2) Student test performance still is unproven as a measure of anything except a student's ability to take a test, or their socio-economic background. Student test scores are only slightly more useful than collecting student show sizes. It's bad data, and it does not measure the things that reformsters say they want to measure.
3) Raising student test scores should not be the "central objective" of any piece of education policy ever. I give them points here for honesty. The line used to be that by making students smarter, test scores would go up. Here Hamlin and Peterson drop even the pretense that test scores are proxies for anything else. This is exactly what any student of Campbell's Law would have predicted-- we have gone from trying to move the thing that is supposed to be measured to simply trying to move the measurement itself (read Daniel Koretz's The Testing Charade for an in-depth examination of this point).
We are now only one third of the way through the article, and yet the next sentence is not "Therefore, there really is no purpose in continuing to fret about how high state standards are, because they have nothing to do with student achievement." But instead, the next sentence is "While higher proficiency standards may still serve to boost academic performance, our evidence suggests that day has not yet arrived." And sure, I understand the reluctance to abandon a favorite theory, but at some point you have to stop saying, "Well, we've now planted 267 magic beans in the yard and nothing has happened-- yet. But tomorrow could be the day; keep that beanstalk ladder ready."
Hamlin and Peterson next recap the post-2002 history of state standards and the raising thereof (or not). They also refer to Common Core as "content standards," which -- well, I would call at least the ELA portion of the Core anti-content standards, but we can save that discussion for another day.
They also spend some time talking about how states have been closing a gap in "proficiency" measurement between the Big Standardized Test and NAEP. We should apparently be excited that more states have results that align with their NAEP results (they give states letter grades based on their gap), but they don't explain why we should care. And given the results covered earlier, it would seem that we shouldn't care at all.
That's underlined by a graph that turns up further down the page.
So despite all the fun number crunching, they come up with this conclusion:
Even so, the primary driving force behind raising the bar for academic proficiency is to increase academic achievement, and it appears that education leaders have not figured out how to translate high expectations into greater student learning.
Sigh. This is like one more iteration of the "It's the implementation that's screwing everything up" talking point.
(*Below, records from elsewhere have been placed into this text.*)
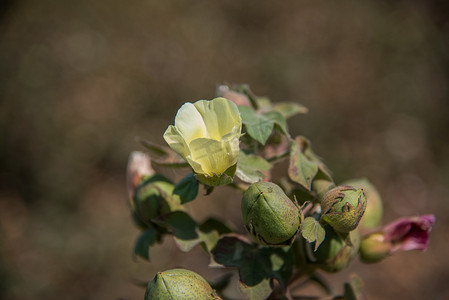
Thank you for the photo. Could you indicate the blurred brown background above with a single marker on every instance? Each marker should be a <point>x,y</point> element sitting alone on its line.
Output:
<point>79,80</point>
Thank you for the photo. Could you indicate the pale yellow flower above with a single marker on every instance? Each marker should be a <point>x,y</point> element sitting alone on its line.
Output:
<point>206,134</point>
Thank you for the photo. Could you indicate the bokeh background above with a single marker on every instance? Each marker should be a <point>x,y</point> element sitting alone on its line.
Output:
<point>79,80</point>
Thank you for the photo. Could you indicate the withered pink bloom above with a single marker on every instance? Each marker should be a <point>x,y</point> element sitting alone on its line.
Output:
<point>410,233</point>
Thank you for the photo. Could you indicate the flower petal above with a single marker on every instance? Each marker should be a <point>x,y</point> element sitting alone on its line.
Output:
<point>220,116</point>
<point>189,122</point>
<point>213,156</point>
<point>176,141</point>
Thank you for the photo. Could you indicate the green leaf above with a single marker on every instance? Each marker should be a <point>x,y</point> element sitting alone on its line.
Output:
<point>187,188</point>
<point>184,229</point>
<point>163,156</point>
<point>257,125</point>
<point>143,243</point>
<point>221,179</point>
<point>278,119</point>
<point>353,289</point>
<point>257,292</point>
<point>289,109</point>
<point>313,231</point>
<point>255,264</point>
<point>301,169</point>
<point>250,167</point>
<point>322,183</point>
<point>212,224</point>
<point>218,179</point>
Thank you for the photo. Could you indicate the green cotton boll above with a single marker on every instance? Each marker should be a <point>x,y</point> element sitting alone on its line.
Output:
<point>343,207</point>
<point>179,284</point>
<point>269,215</point>
<point>337,250</point>
<point>374,208</point>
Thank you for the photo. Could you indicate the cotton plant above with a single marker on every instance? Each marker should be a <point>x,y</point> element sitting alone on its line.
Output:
<point>297,226</point>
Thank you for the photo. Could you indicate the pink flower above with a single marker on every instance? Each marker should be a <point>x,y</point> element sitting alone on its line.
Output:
<point>410,233</point>
<point>405,234</point>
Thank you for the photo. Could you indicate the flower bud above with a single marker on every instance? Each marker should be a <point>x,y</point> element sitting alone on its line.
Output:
<point>154,197</point>
<point>374,208</point>
<point>139,166</point>
<point>206,134</point>
<point>179,284</point>
<point>269,215</point>
<point>336,251</point>
<point>402,235</point>
<point>343,207</point>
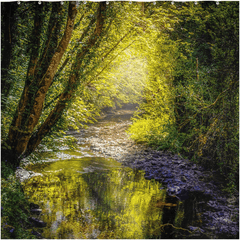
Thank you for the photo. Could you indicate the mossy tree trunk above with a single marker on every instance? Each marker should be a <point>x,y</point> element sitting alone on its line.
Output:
<point>23,137</point>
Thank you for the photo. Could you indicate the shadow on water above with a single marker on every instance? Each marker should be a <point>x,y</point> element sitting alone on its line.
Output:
<point>98,198</point>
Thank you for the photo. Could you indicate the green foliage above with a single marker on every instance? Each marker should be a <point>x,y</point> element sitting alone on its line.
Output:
<point>201,95</point>
<point>14,208</point>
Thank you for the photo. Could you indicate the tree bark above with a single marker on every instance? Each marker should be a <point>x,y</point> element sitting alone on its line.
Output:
<point>71,87</point>
<point>30,105</point>
<point>8,10</point>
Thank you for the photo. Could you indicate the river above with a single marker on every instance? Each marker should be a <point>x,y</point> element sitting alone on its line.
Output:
<point>91,192</point>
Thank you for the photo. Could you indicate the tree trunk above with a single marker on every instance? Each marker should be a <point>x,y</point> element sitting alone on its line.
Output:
<point>8,39</point>
<point>71,87</point>
<point>39,78</point>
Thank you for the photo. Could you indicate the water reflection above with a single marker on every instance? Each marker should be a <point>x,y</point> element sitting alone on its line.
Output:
<point>97,198</point>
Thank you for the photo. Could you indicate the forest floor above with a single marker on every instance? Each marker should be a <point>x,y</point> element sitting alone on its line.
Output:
<point>182,178</point>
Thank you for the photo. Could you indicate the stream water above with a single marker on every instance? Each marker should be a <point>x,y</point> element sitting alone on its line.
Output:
<point>83,194</point>
<point>92,197</point>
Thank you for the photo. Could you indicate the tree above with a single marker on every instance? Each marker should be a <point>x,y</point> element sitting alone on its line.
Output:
<point>23,137</point>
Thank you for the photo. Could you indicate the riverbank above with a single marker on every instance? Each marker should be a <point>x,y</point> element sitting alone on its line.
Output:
<point>202,189</point>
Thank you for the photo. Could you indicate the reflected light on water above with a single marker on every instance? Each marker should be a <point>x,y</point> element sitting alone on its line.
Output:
<point>96,198</point>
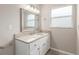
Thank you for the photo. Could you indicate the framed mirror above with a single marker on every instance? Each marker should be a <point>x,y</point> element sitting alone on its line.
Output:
<point>29,21</point>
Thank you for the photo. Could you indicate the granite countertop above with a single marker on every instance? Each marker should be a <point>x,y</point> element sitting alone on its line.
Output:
<point>4,43</point>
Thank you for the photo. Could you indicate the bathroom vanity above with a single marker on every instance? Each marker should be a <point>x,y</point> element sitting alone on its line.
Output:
<point>34,44</point>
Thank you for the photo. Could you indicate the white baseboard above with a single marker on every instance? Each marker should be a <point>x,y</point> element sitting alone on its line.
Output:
<point>63,52</point>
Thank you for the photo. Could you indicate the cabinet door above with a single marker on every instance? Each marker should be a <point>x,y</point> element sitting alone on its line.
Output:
<point>44,46</point>
<point>34,48</point>
<point>21,48</point>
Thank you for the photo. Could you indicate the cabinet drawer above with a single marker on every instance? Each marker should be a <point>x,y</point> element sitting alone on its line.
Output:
<point>34,48</point>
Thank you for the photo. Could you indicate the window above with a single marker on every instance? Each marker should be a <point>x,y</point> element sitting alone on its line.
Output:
<point>62,17</point>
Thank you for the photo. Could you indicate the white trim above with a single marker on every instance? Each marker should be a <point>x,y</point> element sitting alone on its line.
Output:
<point>61,51</point>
The high standards movement has always suffered from one other seriously flawed premise-- the notion that teachers and students could do better, but are just holding out on policy leaders, and they need to be prodded so that educational greatness can be achieved. This is both insulting and untrue. It is long past time for reformsters to look-- really look-- at their own data and finally conclude that their magic beans are never going to yield giant beanstalks.